A operação tem como objetivo investigar um conglomerado econômico do ramo de combustíveis suspeito de diversos crimes financeiros e fiscais.
O ICL afirmou que operações dessa natureza são “fundamentais para proteger o mercado legal, combater a concorrência desleal e preservar os consumidores, os contribuintes e as empresas que atuam de forma regular, recolhem tributos e cumprem as normas regulatórias”.
O ex-governador do Rio de Janeiro, Cláudio Castro (PL), e o empresário Ricardo Magro, dono da refinaria Refit, estão entre os investigados por diversos crimes e irregularidades.
Em nota, o ex-governador nega irregularidades. Já a empresa afirmou que adota medidas para regularizar a sua situação.
O posicionamento da entidade ressalta ainda que o setor de combustíveis tem sido historicamente afetado por esquemas sofisticados de sonegação, adulteração, lavagem de dinheiro e uso de estruturas empresariais complexas para ocultar patrimônio e dificultar a ação do Estado.

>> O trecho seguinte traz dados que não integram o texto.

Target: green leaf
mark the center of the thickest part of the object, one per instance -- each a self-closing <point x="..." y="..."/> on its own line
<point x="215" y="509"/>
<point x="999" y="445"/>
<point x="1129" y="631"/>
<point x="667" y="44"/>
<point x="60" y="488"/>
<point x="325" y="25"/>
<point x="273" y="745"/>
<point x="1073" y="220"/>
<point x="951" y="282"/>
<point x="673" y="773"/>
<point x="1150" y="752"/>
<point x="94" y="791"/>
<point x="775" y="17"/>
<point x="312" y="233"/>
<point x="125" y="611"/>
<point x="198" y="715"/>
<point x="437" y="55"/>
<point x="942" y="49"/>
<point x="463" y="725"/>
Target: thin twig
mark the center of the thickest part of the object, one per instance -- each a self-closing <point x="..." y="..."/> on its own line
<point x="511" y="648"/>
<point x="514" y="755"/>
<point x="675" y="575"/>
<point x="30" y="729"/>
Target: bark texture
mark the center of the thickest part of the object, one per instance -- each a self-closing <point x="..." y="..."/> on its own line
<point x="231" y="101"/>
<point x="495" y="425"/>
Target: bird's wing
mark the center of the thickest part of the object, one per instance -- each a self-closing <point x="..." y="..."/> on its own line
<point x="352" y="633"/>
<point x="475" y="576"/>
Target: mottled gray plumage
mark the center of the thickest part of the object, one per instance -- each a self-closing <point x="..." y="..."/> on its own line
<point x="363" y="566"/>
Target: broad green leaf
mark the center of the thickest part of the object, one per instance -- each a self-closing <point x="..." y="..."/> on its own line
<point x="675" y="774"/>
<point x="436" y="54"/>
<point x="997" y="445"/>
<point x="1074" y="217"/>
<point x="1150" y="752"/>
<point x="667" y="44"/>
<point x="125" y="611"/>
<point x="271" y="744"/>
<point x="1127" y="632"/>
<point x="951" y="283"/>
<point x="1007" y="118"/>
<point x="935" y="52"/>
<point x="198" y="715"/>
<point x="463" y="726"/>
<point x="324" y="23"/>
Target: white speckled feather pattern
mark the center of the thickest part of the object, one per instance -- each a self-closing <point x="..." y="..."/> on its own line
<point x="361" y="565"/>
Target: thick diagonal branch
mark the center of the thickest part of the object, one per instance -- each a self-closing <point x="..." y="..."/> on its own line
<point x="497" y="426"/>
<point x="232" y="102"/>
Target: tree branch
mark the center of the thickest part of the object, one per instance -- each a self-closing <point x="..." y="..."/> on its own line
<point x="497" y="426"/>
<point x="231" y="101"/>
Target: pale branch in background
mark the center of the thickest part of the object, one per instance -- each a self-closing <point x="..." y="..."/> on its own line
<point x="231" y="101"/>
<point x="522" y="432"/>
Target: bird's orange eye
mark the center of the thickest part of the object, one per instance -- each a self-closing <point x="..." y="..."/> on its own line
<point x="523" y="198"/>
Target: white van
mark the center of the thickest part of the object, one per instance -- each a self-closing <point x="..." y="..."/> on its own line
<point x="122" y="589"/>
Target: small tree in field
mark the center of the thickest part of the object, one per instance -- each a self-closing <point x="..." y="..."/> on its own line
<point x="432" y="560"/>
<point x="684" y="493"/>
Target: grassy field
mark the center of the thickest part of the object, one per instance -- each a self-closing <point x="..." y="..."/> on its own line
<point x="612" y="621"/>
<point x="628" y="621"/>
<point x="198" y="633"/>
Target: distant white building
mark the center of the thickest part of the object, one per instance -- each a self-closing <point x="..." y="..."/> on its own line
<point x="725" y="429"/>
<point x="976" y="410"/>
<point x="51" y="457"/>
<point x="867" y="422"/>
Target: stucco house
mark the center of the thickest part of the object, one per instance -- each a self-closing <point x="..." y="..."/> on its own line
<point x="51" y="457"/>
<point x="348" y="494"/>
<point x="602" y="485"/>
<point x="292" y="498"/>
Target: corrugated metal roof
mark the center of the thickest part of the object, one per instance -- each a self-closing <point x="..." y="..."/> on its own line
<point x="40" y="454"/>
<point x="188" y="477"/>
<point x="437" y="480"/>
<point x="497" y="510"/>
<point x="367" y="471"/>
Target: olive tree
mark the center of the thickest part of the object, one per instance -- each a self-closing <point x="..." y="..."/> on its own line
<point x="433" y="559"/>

Além disso, o ICL defende que as apurações avancem com “rigor técnico, transparência e respeito ao devido processo legal, assegurando amplo direito de defesa aos investigados”.
Sobre a “Sem Refino”
A Operação Sem Refino é um desdobramento de apurações sobre incentivos fiscais concedidos pelo governo do Rio de Janeiro à refinaria em 2023, visando a ampliação do mercado de óleo diesel.
A ação, autorizada pelo ministro Alexandre de Moraes, do STF (Supremo Tribunal Federal), investiga um esquema de sonegação de impostos, ocultação patrimonial e evasão de recursos para o exterior.
Os principais crimes e irregularidades investigados incluem:
- Fraudes Fiscais e Sonegação: A operação apura um dos maiores esquemas de sonegação de impostos do Brasil, resultando em grandes prejuízos ao Fisco. O grupo é acusado de liderar fraudes bilionárias no mercado de combustíveis.
- Ocultação e dissimulação de bens: O grupo é suspeito de utilizar estruturas societárias e financeiras para a ocultação patrimonial e a dissimulação de bens.
- Evasão de divisas: Há investigações sobre a evasão de recursos para o exterior.